Com o fim desta fase, os espanhóis não possuíam mais a problemática dos saques e do clima de guerra, então estavam finalmente dispostos a avançar a economia e a se desenvolver. Por isso é que, baseados na experiência de Portugal de avançar o além-mar, a Espanha, em 1492, mesmo ano em que encerrou a referida Guerra, decidiu iniciar as navegações.
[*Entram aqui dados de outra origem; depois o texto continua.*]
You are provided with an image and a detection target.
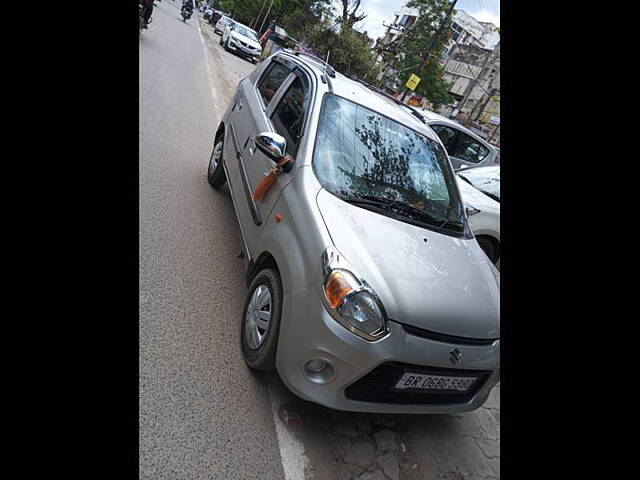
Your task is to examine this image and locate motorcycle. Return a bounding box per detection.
[180,8,193,22]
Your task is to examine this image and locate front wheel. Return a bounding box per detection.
[240,268,282,370]
[207,136,227,189]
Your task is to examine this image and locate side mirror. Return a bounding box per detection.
[255,132,287,162]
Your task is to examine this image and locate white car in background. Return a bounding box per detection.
[456,166,500,269]
[213,15,236,35]
[220,22,262,63]
[414,108,500,169]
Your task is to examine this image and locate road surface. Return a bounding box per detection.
[139,0,500,480]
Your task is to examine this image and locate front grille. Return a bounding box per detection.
[344,362,491,405]
[396,322,499,345]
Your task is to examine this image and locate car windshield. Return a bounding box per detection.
[233,25,258,42]
[313,94,465,233]
[458,167,500,202]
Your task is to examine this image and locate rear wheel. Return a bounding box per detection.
[207,135,227,188]
[240,268,282,370]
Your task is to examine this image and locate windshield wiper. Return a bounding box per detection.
[340,195,452,226]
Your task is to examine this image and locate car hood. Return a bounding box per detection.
[231,32,262,50]
[456,175,500,213]
[317,189,500,338]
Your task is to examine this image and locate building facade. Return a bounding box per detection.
[374,7,500,137]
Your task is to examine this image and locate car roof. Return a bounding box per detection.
[415,108,496,150]
[276,49,440,143]
[233,20,258,32]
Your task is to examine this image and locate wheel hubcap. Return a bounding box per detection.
[209,142,222,175]
[245,285,271,350]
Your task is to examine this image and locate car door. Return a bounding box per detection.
[431,124,491,169]
[226,58,304,254]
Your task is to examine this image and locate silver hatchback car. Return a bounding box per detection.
[207,51,500,413]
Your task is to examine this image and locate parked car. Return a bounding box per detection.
[213,15,236,35]
[457,166,500,269]
[207,50,500,413]
[220,22,262,63]
[415,109,500,169]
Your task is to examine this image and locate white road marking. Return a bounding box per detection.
[268,383,311,480]
[195,18,220,116]
[195,13,311,480]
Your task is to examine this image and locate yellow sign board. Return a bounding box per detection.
[405,73,420,91]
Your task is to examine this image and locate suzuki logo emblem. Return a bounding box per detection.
[449,347,462,365]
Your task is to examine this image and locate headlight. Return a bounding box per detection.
[322,247,389,341]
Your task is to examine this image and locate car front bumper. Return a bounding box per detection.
[276,289,500,414]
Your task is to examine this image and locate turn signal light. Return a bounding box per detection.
[324,272,353,308]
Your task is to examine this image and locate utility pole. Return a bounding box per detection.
[401,0,458,102]
[249,0,267,28]
[258,0,273,35]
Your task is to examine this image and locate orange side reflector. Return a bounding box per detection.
[325,272,353,308]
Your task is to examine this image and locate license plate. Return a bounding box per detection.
[395,372,478,392]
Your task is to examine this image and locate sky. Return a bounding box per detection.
[355,0,500,40]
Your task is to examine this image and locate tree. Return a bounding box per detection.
[391,0,452,106]
[215,0,378,79]
[340,0,367,29]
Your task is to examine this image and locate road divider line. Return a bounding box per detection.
[195,18,220,116]
[267,382,311,480]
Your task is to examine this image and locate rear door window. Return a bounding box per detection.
[449,132,489,163]
[431,125,460,155]
[258,62,291,108]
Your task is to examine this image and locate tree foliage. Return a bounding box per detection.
[391,0,452,106]
[219,0,378,79]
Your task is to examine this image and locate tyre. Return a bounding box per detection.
[240,268,282,370]
[207,135,227,188]
[476,236,500,265]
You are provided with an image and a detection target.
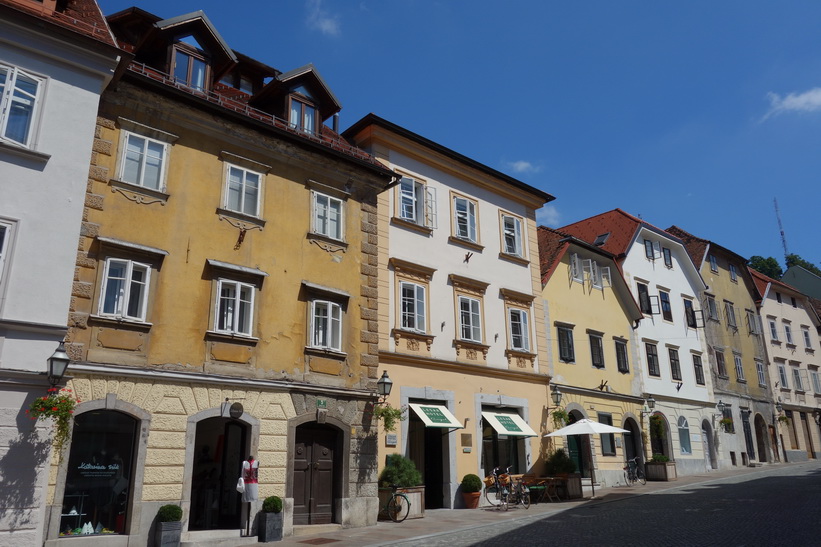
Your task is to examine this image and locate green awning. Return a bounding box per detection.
[482,411,537,437]
[408,403,464,429]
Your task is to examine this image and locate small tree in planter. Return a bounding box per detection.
[259,496,282,543]
[154,504,182,547]
[379,454,425,518]
[461,473,482,509]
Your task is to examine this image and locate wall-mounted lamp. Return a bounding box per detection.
[376,370,393,405]
[550,386,564,408]
[641,395,656,414]
[47,341,71,386]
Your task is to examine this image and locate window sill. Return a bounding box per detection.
[505,349,536,366]
[448,236,485,253]
[217,207,265,230]
[391,217,433,235]
[89,315,153,332]
[205,330,259,346]
[453,340,490,361]
[306,232,348,250]
[499,253,530,266]
[305,346,348,361]
[391,329,436,351]
[108,179,170,206]
[0,139,51,163]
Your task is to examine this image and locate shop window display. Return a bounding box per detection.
[60,410,137,537]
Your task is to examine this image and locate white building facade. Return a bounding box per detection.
[0,0,121,545]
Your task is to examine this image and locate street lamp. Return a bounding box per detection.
[550,386,564,408]
[47,341,71,386]
[376,370,393,404]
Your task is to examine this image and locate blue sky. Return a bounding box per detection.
[98,0,821,265]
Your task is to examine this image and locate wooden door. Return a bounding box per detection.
[294,426,337,524]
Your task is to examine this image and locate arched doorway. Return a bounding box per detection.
[293,422,343,525]
[622,418,644,462]
[701,420,718,469]
[188,417,249,530]
[650,412,673,460]
[566,410,592,477]
[753,414,770,462]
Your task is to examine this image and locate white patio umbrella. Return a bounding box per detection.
[545,418,629,498]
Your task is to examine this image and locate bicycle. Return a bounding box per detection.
[624,456,647,486]
[382,484,410,522]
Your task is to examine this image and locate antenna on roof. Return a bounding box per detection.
[773,198,790,260]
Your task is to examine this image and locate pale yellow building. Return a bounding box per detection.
[46,9,393,545]
[538,226,646,486]
[344,115,553,508]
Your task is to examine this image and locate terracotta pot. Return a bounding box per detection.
[462,492,482,509]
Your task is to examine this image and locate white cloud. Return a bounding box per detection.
[307,0,342,36]
[536,204,561,228]
[763,87,821,120]
[507,160,542,173]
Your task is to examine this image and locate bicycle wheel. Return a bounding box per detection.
[519,486,530,509]
[485,486,501,507]
[388,494,410,522]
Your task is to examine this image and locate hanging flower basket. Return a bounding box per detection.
[26,387,80,457]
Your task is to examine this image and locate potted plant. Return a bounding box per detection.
[258,496,282,543]
[644,454,678,481]
[379,454,425,518]
[545,448,582,499]
[154,504,182,547]
[461,473,482,509]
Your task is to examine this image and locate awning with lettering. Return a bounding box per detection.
[482,411,537,437]
[408,403,464,429]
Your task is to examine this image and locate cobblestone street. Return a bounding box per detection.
[264,462,821,547]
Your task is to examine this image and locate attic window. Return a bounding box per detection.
[173,36,208,91]
[593,232,610,247]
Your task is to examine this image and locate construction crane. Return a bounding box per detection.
[773,198,790,260]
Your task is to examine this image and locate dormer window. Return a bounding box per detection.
[173,36,208,91]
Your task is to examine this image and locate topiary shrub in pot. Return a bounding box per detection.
[258,496,283,543]
[461,473,482,509]
[154,504,182,547]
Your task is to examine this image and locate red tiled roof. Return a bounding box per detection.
[536,226,570,287]
[559,209,646,257]
[0,0,117,47]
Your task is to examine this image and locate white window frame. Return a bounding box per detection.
[118,130,169,192]
[777,363,790,389]
[308,299,343,352]
[311,190,345,241]
[453,195,479,243]
[214,278,257,336]
[733,353,746,382]
[399,281,427,333]
[784,323,795,346]
[755,360,767,387]
[457,294,482,344]
[507,308,530,352]
[97,257,151,322]
[224,162,265,218]
[0,64,45,148]
[502,213,524,258]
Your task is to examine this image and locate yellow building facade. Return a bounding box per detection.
[539,226,647,486]
[47,11,393,545]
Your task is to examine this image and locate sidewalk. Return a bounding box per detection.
[242,461,815,547]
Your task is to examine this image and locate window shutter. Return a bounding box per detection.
[649,295,661,315]
[425,186,439,230]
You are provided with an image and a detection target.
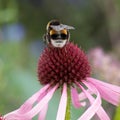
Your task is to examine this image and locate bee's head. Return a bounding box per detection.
[45,20,74,48]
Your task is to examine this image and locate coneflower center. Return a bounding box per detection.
[38,43,90,86]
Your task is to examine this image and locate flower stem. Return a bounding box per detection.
[65,86,71,120]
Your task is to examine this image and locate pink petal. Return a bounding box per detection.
[77,83,101,120]
[56,84,67,120]
[38,104,48,120]
[5,86,57,120]
[19,85,49,114]
[79,89,93,101]
[25,85,58,118]
[87,78,120,106]
[84,81,110,120]
[71,87,84,108]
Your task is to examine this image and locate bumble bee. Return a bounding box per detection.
[44,20,74,48]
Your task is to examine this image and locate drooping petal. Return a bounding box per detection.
[87,78,120,106]
[38,104,48,120]
[84,81,110,120]
[71,87,85,108]
[26,85,58,118]
[19,85,49,113]
[4,85,49,120]
[56,84,67,120]
[77,83,101,120]
[5,85,57,120]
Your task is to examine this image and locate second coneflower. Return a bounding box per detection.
[0,21,120,120]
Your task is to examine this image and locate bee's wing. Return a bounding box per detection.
[51,24,75,31]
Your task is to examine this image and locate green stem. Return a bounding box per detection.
[65,86,71,120]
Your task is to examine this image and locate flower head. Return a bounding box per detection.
[38,42,90,86]
[1,21,120,120]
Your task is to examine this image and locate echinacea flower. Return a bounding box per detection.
[1,42,120,120]
[0,22,120,120]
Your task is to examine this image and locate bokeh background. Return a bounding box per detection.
[0,0,120,120]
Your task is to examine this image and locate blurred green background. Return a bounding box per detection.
[0,0,120,120]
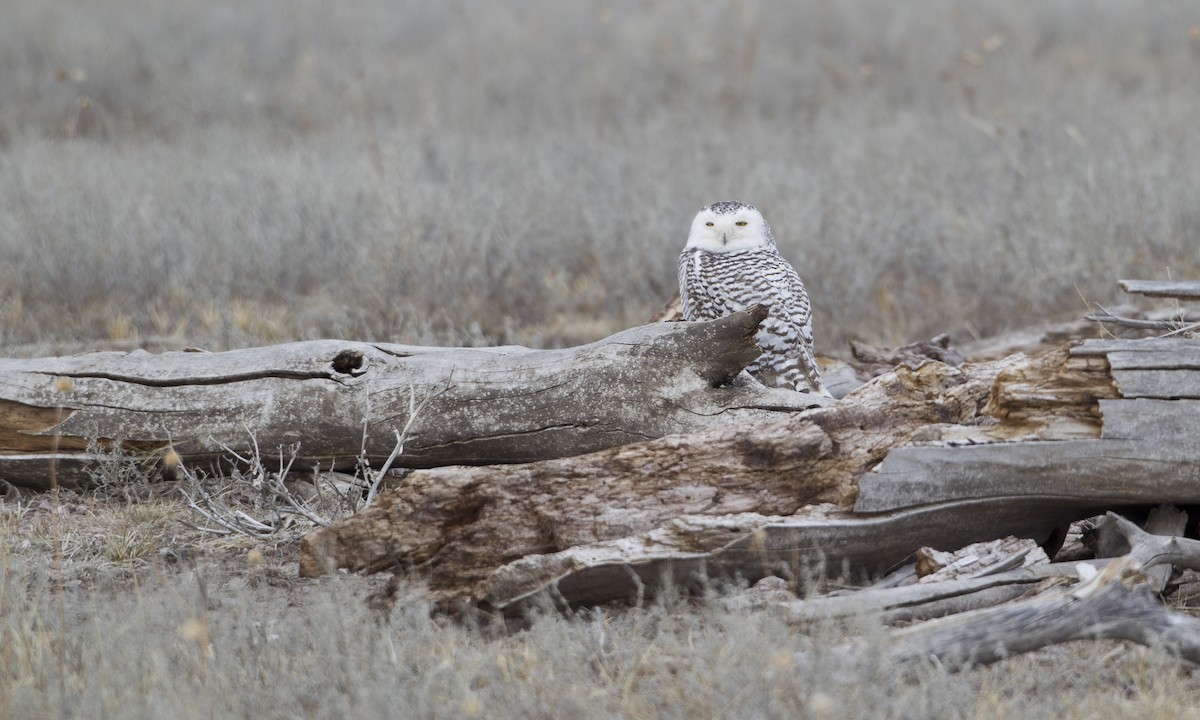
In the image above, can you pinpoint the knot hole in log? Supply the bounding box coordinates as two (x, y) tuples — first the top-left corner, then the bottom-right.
(331, 350), (366, 376)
O Início das Grandes Navegações Rumo à América

Cristóvão Colombo, genovês, conheceu o mar com quatorze anos e participou de expedições marítimas comerciais nas quais os comerciantes genovenses vendiam lã e compravam açúcar e especiarias. Desta forma, aprendeu a navegar e passou a interessar-se pela cartografia. A partir de então, gestou a idéia de alcançar o “fim do Oriente.” Para isso, passou a ser exímio conhecedor das navegações e começou a traçar uma rota de navegação, passando do Oriente ao Ocidente pelo Oceano Pacífico, como elucida Fredéric Mauro:

A sua nova profissão predispõe-no para investigações eruditas. Lê muito: a geografia de Ptolomeu, por exemplo. O manuscrito do astrônomo alexandrino (século II d. C.) fora reencontrado no começo do século XV: descrevia o mundo conhecido dando, para todos estes lugares, as suas coordenadas em graus; a edição em princeps, utilizada por Colombo, possuía 27 cartas. Apoiando-se em Aristóteles, afirma a esfericidade da Terra e pretende que mesmo oceano banha as costas da Espanha e as da Ásia, o que leva Colombo a tentar calcular a largura deste oceano. A sua conclusão; ‘entre o fim do Oriente e o fim do Ocidente não existe mais que um pequeno mar.

A Espanha, que estava disposta a iniciar as navegações, decidiu apoiar a idéia de Cristóvão Colombo, por meio da Rainha Isabel de Castela. François Lebrun narra este fato, até a data em que Colombo partiu das terras européias:

Cristóvão Colombo, supondo – mas erroneamente – que o Japão e a China se encontravam perto da Europa, pensou, por sua vez, que seria possível atingi-los directamente navegando para oeste. Convenceu Isabel de Castela do interesse do seu projecto e a rainha aceitou financiar-lhe a expedição. Colombo partiu a 3 de agosto de 1492 com três caravelas, fez-se a oeste e alcançou terra a 12 de outubro, persuadido de ter chegado à Ásia. Tinha, porém, desembarcado numa das ilhas Bahamas, num ponto a que depois se chamou de San Salvador. Durante as três viagens que depois realizou, tocou em algumas das Antilhas e também no litoral do próprio continente americano. Morreu em 1506 em Valladolid sem suspeitar, ao que parece, que não havia chegado às Índias da Ásia mas que, em vez disso, tinha descoberto um mundo até então desconhecido pelos Europeus. No entanto, depressa a verdade veio à tona e no ano de 1507 um cartógrafo baptizava esse novo mundo com o nome de América – do nome de um navegador que sucedeu a Colombo, Amerigo Vespucci.

Desta forma, pela primeira vez os europeus chegaram à América e então iniciou-se o processo de conquista do denominado “Novo Mundo”.